The Mediterranean port city of Sirte, just a few hundred miles from Europe’s coastline, is now the de facto base of the jihadist group’s Libyan wing.
Terror experts now fear the Islamic State in Libya – or ISL – is strengthening its hold on the region, and Sirte could soon rival Raqqa in Syria or Mosul in Iraq as a headquarters for the barbaric organisation.
In June, ISL militants took Sirte’s power plant, giving them complete control of the city.
It triggered the looting of the homes of local politicians and the grudging admittance from senior Libyan officials that the city was no longer under government control.
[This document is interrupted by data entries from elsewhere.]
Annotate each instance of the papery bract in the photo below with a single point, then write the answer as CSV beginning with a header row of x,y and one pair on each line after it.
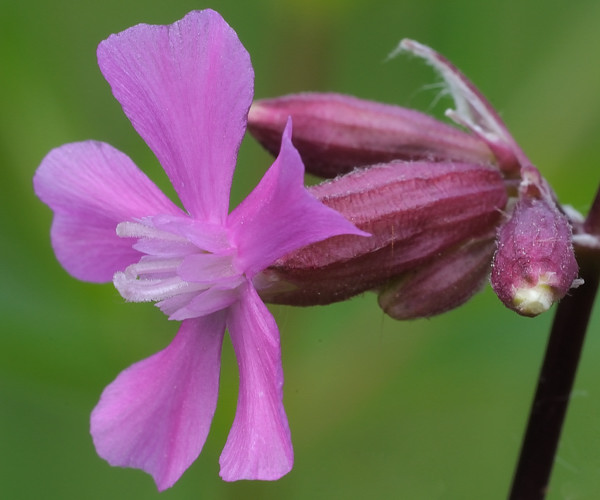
x,y
187,89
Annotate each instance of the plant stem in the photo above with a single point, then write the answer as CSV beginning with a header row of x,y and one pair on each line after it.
x,y
557,376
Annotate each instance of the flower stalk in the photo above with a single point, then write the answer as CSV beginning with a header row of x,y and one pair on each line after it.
x,y
557,375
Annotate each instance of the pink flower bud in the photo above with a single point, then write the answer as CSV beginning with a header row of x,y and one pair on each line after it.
x,y
534,265
335,133
444,283
414,212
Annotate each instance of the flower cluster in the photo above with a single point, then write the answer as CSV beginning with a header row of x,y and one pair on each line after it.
x,y
445,207
186,88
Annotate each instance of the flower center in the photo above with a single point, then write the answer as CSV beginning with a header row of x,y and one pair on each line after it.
x,y
187,267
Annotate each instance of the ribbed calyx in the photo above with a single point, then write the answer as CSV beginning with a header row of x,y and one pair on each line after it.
x,y
415,212
335,133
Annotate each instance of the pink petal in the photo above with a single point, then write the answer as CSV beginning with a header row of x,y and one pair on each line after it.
x,y
259,444
156,415
280,215
187,89
91,187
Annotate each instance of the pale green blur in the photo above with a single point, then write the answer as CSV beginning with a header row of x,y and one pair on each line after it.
x,y
378,408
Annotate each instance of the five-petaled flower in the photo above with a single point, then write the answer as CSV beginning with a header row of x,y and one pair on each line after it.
x,y
187,89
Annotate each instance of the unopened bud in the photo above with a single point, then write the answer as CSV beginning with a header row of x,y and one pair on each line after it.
x,y
534,265
442,284
335,133
414,212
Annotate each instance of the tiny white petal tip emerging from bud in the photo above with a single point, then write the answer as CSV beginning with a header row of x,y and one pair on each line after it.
x,y
534,300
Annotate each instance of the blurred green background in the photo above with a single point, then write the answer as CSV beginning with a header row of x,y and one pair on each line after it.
x,y
378,408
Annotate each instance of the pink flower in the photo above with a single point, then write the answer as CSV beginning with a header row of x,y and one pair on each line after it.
x,y
187,89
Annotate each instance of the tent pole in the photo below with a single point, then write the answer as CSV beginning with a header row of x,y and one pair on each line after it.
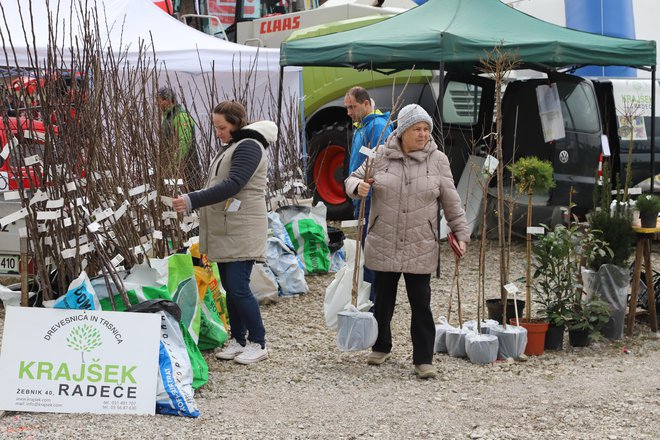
x,y
652,127
280,92
441,98
276,157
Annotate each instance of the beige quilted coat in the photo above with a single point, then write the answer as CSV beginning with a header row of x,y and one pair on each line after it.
x,y
403,223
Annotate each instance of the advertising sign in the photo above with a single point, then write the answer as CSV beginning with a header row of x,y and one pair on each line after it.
x,y
56,360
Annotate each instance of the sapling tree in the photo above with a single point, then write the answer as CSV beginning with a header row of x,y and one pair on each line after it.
x,y
498,64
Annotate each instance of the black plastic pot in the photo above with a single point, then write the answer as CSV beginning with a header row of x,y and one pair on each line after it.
x,y
554,338
579,337
495,309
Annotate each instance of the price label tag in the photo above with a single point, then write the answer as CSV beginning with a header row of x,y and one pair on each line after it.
x,y
368,152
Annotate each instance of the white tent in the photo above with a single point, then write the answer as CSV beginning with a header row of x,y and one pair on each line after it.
x,y
136,31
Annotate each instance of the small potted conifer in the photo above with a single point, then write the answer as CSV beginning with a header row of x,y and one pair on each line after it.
x,y
648,206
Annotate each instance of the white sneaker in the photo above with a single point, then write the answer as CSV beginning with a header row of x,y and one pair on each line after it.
x,y
230,351
251,354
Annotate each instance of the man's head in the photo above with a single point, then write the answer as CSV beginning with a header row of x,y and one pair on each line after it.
x,y
358,103
166,98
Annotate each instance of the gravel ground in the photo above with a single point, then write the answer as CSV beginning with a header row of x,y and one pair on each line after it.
x,y
309,389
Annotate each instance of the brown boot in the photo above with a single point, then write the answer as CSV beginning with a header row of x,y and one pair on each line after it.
x,y
425,371
378,357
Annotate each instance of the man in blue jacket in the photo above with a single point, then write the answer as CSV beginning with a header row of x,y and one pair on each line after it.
x,y
371,128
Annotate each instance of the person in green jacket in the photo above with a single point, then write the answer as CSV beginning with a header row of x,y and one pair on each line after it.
x,y
178,135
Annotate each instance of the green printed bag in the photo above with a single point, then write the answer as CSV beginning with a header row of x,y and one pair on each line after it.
x,y
308,232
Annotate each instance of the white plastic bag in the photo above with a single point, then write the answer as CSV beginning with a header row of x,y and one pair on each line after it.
x,y
338,295
485,325
456,341
441,328
512,341
263,284
79,296
287,268
175,395
356,330
481,349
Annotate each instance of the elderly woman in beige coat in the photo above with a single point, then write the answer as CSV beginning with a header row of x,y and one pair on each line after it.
x,y
411,178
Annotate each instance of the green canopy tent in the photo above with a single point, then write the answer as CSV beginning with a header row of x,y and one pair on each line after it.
x,y
454,35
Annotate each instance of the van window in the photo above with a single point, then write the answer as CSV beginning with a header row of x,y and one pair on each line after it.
x,y
460,104
578,107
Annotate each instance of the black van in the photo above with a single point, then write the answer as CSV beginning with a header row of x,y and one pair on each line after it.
x,y
625,109
469,121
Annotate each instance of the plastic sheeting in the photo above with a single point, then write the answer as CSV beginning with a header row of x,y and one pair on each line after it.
x,y
613,287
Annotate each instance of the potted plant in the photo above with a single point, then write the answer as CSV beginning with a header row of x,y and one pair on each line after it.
x,y
558,255
585,321
532,175
609,270
648,206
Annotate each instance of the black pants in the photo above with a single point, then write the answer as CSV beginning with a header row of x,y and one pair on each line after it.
x,y
422,328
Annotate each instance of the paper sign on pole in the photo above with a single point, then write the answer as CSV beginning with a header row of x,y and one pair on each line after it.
x,y
57,360
552,120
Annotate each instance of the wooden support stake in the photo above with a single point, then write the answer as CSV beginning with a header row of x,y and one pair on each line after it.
x,y
23,271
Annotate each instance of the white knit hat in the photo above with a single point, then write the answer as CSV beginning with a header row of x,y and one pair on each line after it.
x,y
409,116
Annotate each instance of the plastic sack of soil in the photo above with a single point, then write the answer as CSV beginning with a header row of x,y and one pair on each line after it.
x,y
263,284
440,345
338,295
481,349
613,287
79,296
512,341
307,229
175,394
485,325
456,341
356,330
286,266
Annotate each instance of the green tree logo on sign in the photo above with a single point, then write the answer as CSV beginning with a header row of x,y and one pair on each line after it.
x,y
84,338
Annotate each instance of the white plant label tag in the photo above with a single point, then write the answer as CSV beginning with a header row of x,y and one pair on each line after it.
x,y
368,151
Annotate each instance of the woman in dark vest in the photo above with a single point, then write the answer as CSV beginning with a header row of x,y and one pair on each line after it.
x,y
233,222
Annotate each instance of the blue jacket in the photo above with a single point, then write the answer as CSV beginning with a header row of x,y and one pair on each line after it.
x,y
373,128
367,134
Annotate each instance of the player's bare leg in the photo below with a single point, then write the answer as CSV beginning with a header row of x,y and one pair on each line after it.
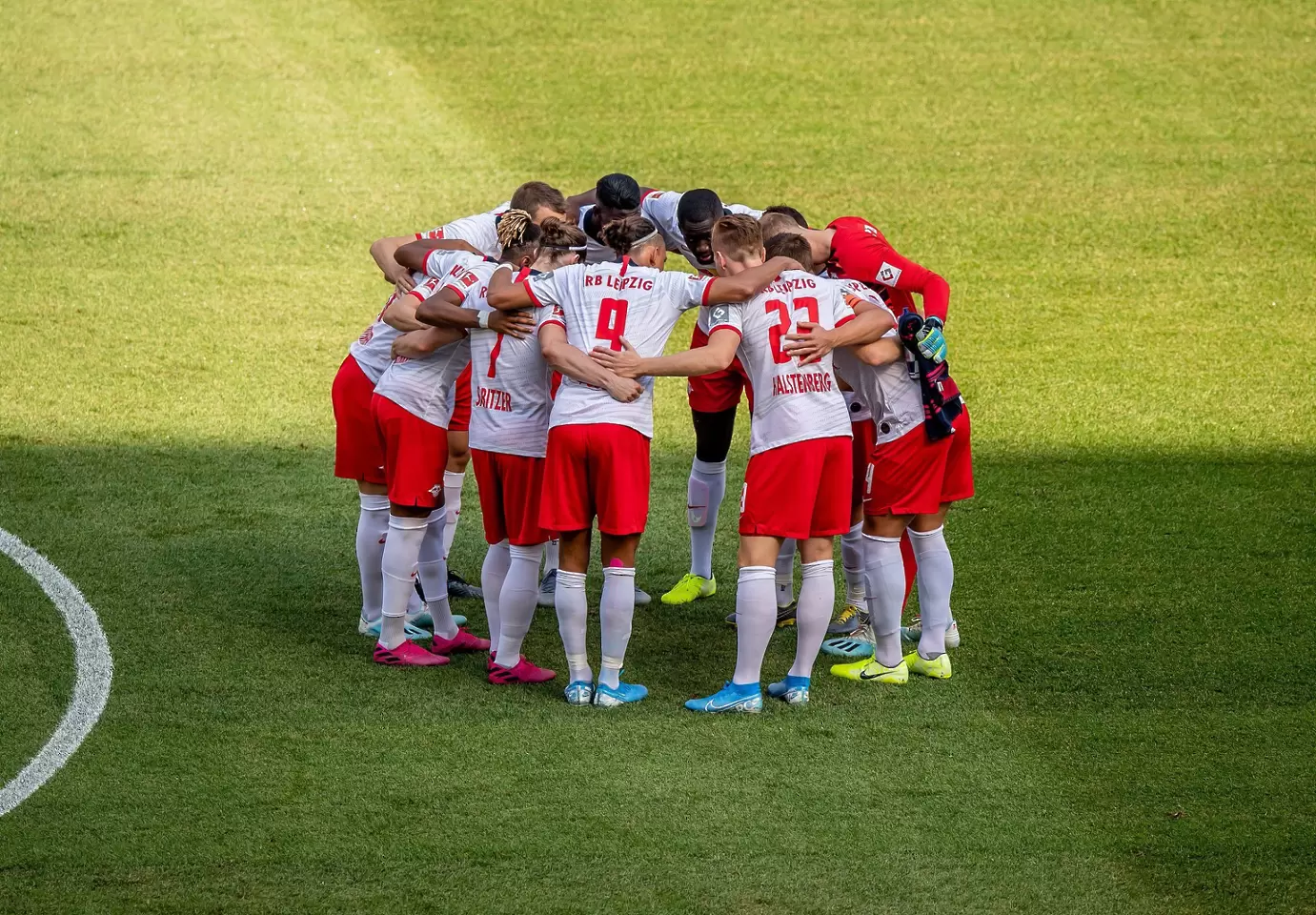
x,y
707,486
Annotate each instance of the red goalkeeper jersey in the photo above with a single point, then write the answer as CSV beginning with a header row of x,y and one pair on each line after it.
x,y
860,252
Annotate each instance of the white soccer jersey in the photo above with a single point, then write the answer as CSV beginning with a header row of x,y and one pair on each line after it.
x,y
424,387
659,208
595,252
890,391
511,383
479,230
374,348
601,303
791,401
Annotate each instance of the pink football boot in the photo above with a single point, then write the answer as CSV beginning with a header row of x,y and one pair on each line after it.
x,y
408,655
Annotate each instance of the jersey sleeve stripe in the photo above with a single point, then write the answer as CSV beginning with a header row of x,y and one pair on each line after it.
x,y
533,297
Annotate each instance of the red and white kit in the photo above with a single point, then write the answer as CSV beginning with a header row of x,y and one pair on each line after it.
x,y
659,208
510,391
905,473
597,456
358,453
479,231
412,407
799,477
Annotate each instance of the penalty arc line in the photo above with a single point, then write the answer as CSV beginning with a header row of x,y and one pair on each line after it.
x,y
93,663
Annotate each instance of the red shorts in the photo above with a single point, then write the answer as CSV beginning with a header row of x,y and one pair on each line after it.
x,y
356,455
597,470
511,489
461,420
799,490
720,390
863,434
912,476
415,455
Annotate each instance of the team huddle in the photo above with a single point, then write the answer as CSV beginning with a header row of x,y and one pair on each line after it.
x,y
525,341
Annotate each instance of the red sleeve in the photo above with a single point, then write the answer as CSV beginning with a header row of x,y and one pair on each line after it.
x,y
871,259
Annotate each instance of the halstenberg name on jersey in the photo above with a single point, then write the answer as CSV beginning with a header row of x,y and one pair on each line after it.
x,y
801,382
618,282
491,397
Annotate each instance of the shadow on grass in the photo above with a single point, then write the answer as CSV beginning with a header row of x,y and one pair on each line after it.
x,y
1135,683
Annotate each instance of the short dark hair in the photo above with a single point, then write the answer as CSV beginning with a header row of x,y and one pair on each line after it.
x,y
738,234
621,234
787,244
788,211
699,206
618,191
532,195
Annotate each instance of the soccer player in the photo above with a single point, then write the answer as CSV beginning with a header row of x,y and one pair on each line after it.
x,y
358,453
510,428
412,407
798,480
686,221
911,483
597,456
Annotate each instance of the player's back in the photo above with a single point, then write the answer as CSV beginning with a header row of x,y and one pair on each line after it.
x,y
600,303
791,401
511,391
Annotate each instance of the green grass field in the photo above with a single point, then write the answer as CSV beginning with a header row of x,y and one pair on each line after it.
x,y
1123,196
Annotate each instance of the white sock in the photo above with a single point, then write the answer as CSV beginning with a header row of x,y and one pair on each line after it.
x,y
432,569
616,611
936,579
401,549
852,562
884,573
703,498
453,503
812,614
786,573
372,532
497,559
516,603
573,612
756,618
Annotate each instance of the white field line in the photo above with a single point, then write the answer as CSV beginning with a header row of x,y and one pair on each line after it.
x,y
91,657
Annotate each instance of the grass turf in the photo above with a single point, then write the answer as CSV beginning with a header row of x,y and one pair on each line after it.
x,y
1120,197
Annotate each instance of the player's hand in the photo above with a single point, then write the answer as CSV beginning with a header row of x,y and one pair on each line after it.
x,y
624,363
810,342
932,341
412,345
624,389
400,278
518,324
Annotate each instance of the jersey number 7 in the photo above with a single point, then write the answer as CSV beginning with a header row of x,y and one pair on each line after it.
x,y
777,334
612,321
Since early summer the ISIS-loyal extremists have now ramped up their “state-building” efforts as they establish a full-blown city state in Sirte.
In acts that bear a chilling resemblance to the establishment of their declared ‘caliphate’ in Syria and Iraq, ISIS-inspired fighters have plastered the group’s black flag across the city and have erected billboards promoting their hate-filled messages.
The group took control of the city’s TV and radio station, hospital and university and ISL are now using the city’s former internal security building as its command centre.
ISL is also engaged in a propaganda war to promote life in the Sirte ‘caliphate’ as peaceful and prosperous.
Aaron Zelin, a research fellow on the jihadist movement from the Washington Institute for Near East Policy, said the group had “shown off the city’s landscapes, port, bustling markets, and fully stocked grocery stores” in a bid to appeal to new recruits.
Sirte is now regarded as the centre of ISL – and of ISIS in north Africa.